Ground: "Speedbird, do you not know where you are going?"
Speedbird 206: "Stand by, Ground, I'm looking up our gate location now."
Ground (with quite arrogant impatience): "Speedbird 206, have you not been to Frankfurt before?"
Speedbird 206 (coolly): "Yes, twice in 1944, but it was dark -- and I didn't land."
 
"Gladys!" Bill yelled from his bed. "I'm real crook. Give the vet a call, will ya."

"The vet?" Gladys asked. "You mean a doctor, don't you?"

"Nah," Bill said. "I want a vet. I work like a horse, I live like a pig and I have to sleep with a stupid cow."
 
A young man moved from his parents home into a new apartment of his own and went to the lobby to put his name on his mailbox.
While there, an attractive young lady came out of the apartment next to the mailboxes, wearing a robe.
The boy smiled at the young woman and she started a conversation with him.
As they talked, her robe slipped open, and it was obvious that she had nothing else on.
The poor kid broke into a sweat trying to maintain eye contact.
After a few minutes, she placed her hand on his arm and said, "Let's go to my apartment, I hear someone coming."

He followed her into her apartment; she closed the door and leaned against it, allowing her robe to fall off completely.
Now completely nude, she purred at him,
"What would you say is my best feature?" Flustered and embarrassed, he finally squeaked, "It's got to be your ears."

Astounded, and a little hurt she asked, "My ears? Look at these breasts; they are full and 100% natural. I work out every day and my butt is firm and solid. Look at my skin - no blemishes anywhere, so how can you think that the best part of my body is my ears?!"
Clearing his throat, he stammered, "Outside, when you said you heard someone coming, that was me..."
 
My Chinese neighbour told me he'd just opened a "Crows shop".

I said, "Don't you mean a clothes shop?"

He said, "A Crows shop!"

I said, "OK, I might pop down for a Rook."
 
A married man was having an affair with his secretary.

One day, their passions overcame them and they took off for her house, where they made passionate love all afternoon.
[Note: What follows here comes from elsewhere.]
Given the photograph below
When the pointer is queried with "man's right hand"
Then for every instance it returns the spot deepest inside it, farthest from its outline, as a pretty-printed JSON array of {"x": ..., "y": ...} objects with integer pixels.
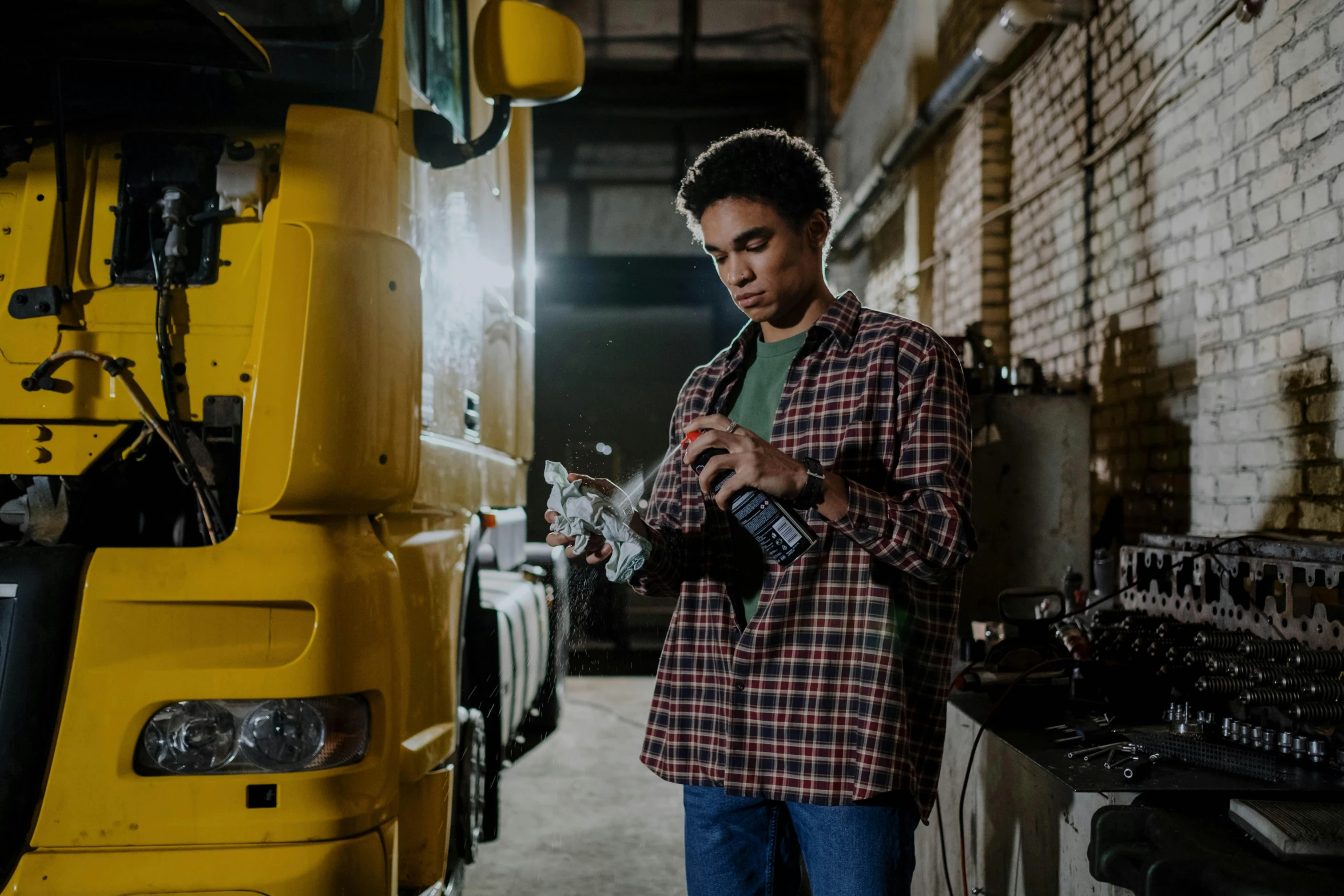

Exhausted from the wild sex, they fell asleep, awakening around 8pm. As the man threw on his clothes, he told the woman to take his shoes outside and rub them through the grass and dirt. Mystified, she nonetheless complied. He slipped into his shoes and drove home.

"Where have you been?" demanded his wife when he entered the house.

"Darling, I can't lie to you. I've been having an affair with my secretary and we've been having sex all afternoon. I fell asleep and didn't wake up until eight o'clock."

The wife glanced down at his shoes and said, "You lying barstard! You've been playing golf!"
 
Murphy drops some buttered toast on the kitchen floor. It lands butter-side-up.






He looks at what he has done in astonishment, for he knows it’s a law of nature that buttered toast always falls butter-down.







He rushes round to the presbytery to fetch the priest.







He tells the priest that he thinks a miracle has happened round at his flat. He won’t say what it is but wants Father Flannagan to see it with his own eyes.







He brings Father Flannagan into the kitchen and asks him what he sees on the floor.








“Well,” says the priest, “it’s pretty obvious what we have here. Someone dropped some buttered toast, and then for some reason flipped it over so that the butter was on top.”





“No, Father, I dropped it and it landed like that.”




“Well,” Father Flannagan says, “it’s certainly a natural law of the universe that dropped toast never falls butter side up. But it’s not for me to say it’s a miracle. I’ll report the matter to the bishop, and have him send people round, to interview you, take photos, etc.”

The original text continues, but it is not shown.